Mister Bee Potato Chips
- Product type: potato chips, potato sticks
- Owner: West Virginia Potato Chip Company, LLC
- Country: Parkersburg, West Virginia
- Introduced: 1951
- Markets: West Virginia, Ohio, Western Kentucky
- Website: www.misterbee.com

= Mister Bee Potato Chips =

American brand of potato chips

Mister Bee Potato Chips is an American brand of potato chips produced in Parkersburg, West Virginia, the only potato chip manufacturer in West Virginia. Founded in 1951 by Leo and Sara Klein as a small local business, the company was family-owned until 2010. It is now incorporated as West Virginia Potato Chip Company, LLC, and since 2015 has been owned by Mary Anne Ketelson and partners.

==History==
Leo and Sara Klein founded Mister Bee Potato Chips in 1951, initially making the chips in the morning and delivering them in the afternoon. The company moved to its current site in 1962 and was a million-dollar company by the end of 1972. Leo Klein was succeeded as head of the company in 1979 by his son Alan, who took the title of CEO in 1988, and by 2010 Alan Klein's son Doug was President and COO.
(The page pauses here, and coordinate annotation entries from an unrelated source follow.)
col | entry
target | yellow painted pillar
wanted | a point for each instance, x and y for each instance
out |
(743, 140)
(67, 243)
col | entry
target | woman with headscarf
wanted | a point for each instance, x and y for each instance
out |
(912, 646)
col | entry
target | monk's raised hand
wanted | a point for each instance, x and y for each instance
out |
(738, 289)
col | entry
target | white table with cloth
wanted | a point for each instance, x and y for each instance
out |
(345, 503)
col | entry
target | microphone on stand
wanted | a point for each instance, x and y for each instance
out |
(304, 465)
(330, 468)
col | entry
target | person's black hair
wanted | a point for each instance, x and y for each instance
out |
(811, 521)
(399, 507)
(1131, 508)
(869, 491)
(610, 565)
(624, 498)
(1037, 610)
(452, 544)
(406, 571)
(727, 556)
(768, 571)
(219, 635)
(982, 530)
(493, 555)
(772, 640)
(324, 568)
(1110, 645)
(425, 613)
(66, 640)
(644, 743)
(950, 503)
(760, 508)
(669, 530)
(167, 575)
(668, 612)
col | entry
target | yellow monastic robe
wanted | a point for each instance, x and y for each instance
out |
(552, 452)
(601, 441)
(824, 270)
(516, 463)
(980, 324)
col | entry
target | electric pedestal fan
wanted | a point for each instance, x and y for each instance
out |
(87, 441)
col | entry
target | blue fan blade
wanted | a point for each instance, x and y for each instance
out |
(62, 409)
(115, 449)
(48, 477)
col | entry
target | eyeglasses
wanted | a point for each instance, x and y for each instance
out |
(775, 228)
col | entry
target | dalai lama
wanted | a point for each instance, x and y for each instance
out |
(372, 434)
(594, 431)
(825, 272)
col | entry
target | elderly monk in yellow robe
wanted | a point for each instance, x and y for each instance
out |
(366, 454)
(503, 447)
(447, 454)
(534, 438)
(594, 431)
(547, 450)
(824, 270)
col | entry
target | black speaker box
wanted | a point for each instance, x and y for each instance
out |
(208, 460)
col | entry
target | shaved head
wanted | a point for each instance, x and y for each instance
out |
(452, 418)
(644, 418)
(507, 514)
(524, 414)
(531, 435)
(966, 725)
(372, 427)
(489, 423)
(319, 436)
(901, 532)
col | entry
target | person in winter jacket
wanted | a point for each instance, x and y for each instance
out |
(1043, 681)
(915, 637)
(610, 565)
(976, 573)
In 2010, the company experienced financial difficulties after losing distribution contracts. In late 2011, production was reduced and then stopped and the company entered Chapter 11 bankruptcy. In 2012 it was purchased by Randall Holden and James Richard Barton, and Christie Mallett replaced Doug Klein as company president. Holden subsequently took over as president. After a fire damaged the production plant in March 2013, the company renovated.

Mister Bee Potato Chip Company became West Virginia Potato Chip Company by 2013. In September 2015 it was purchased by Mary Anne (Welch) Ketelsen, Douglas Ketelsen, James Richard Barton, Gregory Barton, and Gregory Reed, and additional financing from Mary Maxine Welch. Reed became president. Mary Anne Ketelson, as majority owner, took over operations in 2018 and new equipment was installed that made possible an increase in production. An expansion of the plant received initial approval in 2020. As of June 2021 the company had 47 employees. As of May 2023, Kevin Holden (no relation to Randall Holden), founder and CEO of Bite Brands of Atlanta, Ga., became majority owner. Mary Anne Ketelsen will remain as an owner of the company.

==Products and distribution==
West Virginia Potato Chip Company is the only remaining potato chip manufacturer in West Virginia, and formerly used the slogan "200 miles fresher" to emphasize that its chips were not shipped into the state from elsewhere. It sells Mister Bee potato chips in West Virginia, Ohio, and Kentucky as well as online; in July–September 2021, distribution was expanded temporarily to Washington, D.C., Maryland, and Virginia. As of August 2021 it produces eight varieties of potato chips, original, sour cream and onion, barbecue, dip style, cheddar sour cream, honey barbecue, jalapeño, and salt and vinegar, and also potato sticks; it also produces chips for other brands.

In 2023, Mister Bee introduced West Virginia-themed chips, such as Pepperoni Roll and "304-style."